Les lanceurs européens, et plus spécifiquement Ariane, sont le symbole de la politique spatiale européenne, qui s'est construite progressivement depuis les années 1970 et a été marquée par de nombreux succès. Entre 1988 et 2003, Ariane 4 profitait des deux tiers des lancements commerciaux dans le monde, loin devant les États-Unis. Grâce au CSG, l'Europe a occupé et occupe encore une place de premier plan sur le marché mondial des services de lancement.

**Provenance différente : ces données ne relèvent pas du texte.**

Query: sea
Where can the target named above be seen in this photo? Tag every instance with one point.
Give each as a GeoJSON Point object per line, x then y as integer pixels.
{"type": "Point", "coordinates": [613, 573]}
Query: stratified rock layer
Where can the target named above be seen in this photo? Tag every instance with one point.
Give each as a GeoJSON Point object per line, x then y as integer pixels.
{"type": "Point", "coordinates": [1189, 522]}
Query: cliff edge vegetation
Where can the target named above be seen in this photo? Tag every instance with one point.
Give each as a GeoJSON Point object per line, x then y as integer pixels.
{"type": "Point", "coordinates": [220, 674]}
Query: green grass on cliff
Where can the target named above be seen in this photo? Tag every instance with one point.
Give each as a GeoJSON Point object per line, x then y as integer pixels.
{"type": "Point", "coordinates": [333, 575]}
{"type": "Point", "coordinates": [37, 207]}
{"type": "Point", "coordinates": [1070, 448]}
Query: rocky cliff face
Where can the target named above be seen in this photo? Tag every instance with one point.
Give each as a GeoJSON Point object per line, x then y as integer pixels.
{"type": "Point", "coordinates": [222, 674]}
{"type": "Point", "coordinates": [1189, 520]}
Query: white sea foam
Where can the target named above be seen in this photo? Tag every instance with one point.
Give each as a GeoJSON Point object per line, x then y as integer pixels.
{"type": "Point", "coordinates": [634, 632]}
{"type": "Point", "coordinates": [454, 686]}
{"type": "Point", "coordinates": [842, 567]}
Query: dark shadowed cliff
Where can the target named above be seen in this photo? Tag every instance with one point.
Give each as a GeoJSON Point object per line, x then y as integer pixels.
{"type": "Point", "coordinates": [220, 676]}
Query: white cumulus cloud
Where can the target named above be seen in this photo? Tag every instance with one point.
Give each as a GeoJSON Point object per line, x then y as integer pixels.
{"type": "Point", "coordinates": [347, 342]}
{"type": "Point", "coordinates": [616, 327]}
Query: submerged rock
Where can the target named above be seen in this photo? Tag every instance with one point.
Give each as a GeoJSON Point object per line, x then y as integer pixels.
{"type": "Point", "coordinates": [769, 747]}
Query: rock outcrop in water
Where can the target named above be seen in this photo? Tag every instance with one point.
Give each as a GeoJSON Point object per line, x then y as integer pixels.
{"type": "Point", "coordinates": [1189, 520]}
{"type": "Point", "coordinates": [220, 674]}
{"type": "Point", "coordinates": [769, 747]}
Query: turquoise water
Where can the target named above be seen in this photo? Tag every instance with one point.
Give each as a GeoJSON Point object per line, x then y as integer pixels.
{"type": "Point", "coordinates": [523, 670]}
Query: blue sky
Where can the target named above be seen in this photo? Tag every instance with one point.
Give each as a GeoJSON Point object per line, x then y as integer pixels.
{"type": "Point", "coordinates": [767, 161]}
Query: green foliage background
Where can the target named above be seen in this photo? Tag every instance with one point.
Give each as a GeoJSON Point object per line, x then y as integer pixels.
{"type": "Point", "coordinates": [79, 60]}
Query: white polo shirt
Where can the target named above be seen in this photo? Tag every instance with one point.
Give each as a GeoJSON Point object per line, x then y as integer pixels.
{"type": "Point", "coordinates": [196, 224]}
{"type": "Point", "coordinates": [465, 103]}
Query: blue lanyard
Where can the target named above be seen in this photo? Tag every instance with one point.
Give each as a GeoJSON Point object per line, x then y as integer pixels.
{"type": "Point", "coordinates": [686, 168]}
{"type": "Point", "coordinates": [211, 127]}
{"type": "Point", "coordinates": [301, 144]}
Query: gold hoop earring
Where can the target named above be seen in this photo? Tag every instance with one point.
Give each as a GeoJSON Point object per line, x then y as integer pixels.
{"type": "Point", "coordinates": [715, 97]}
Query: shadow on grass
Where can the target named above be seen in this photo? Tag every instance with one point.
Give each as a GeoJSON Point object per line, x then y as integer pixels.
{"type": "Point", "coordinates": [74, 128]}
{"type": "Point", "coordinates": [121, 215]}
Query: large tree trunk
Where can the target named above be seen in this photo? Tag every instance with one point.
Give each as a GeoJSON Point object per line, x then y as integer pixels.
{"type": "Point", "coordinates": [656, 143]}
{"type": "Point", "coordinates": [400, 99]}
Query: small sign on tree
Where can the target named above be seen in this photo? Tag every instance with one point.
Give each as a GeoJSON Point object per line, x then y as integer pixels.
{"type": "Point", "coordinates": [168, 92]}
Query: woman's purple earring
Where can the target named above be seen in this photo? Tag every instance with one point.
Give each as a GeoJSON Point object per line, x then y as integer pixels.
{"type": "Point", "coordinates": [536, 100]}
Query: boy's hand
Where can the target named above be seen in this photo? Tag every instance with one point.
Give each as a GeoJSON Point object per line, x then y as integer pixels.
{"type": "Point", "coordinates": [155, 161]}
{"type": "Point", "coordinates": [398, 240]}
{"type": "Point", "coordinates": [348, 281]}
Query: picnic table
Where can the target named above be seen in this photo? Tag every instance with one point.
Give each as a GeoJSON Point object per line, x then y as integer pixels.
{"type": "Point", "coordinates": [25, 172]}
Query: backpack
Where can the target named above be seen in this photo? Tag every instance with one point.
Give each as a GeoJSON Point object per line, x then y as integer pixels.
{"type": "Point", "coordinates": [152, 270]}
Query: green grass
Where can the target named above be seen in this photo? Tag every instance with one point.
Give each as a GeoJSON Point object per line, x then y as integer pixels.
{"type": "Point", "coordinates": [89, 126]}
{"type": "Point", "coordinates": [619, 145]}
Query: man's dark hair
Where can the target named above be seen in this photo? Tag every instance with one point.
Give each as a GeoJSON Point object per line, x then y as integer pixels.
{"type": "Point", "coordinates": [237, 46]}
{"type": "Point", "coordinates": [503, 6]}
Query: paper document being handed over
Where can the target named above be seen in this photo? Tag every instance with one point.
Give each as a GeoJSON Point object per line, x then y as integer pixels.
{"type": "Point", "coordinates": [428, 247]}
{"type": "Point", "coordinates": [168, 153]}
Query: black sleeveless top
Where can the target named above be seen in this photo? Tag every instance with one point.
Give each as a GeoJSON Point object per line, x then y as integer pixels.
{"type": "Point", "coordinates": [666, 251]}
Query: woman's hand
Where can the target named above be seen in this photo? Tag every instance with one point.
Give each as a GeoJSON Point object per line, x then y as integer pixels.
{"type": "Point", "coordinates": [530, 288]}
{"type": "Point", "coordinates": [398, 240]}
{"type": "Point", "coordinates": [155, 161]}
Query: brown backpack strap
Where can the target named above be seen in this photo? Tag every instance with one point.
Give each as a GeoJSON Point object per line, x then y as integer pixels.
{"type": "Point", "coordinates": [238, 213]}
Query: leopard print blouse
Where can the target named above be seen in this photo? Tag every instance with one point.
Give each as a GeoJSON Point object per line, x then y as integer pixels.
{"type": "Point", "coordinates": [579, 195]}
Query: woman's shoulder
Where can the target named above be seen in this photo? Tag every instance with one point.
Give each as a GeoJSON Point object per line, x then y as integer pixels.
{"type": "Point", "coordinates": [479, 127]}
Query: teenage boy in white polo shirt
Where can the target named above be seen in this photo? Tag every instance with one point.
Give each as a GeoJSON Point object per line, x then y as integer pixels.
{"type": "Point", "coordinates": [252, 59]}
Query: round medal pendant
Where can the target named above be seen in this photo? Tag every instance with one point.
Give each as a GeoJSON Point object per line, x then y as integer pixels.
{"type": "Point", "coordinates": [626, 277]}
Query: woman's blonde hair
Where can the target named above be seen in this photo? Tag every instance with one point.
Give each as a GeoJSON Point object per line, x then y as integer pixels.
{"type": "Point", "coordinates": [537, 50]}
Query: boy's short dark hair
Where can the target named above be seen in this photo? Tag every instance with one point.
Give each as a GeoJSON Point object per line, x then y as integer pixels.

Le CSG permet aussi l'envoi de programmes européens de manière autonome. Parmi les programmes les plus connus, je citerai Galileo, le système de positionnement par satellites européen, et la sonde Rosetta, la première à avoir approché une comète et à y avoir placé un atterrisseur. Le CSG offre ainsi à l'Europe un accès autonome à l'espace. Or l'accès à l'espace est de plus en plus stratégique. De nombreuses technologies civiles et militaires dépendent aujourd'hui de satellites. Les activités spatiales ont également un effet de levier sur des secteurs économiques variés, notamment grâce à l'exploitation des données spatiales.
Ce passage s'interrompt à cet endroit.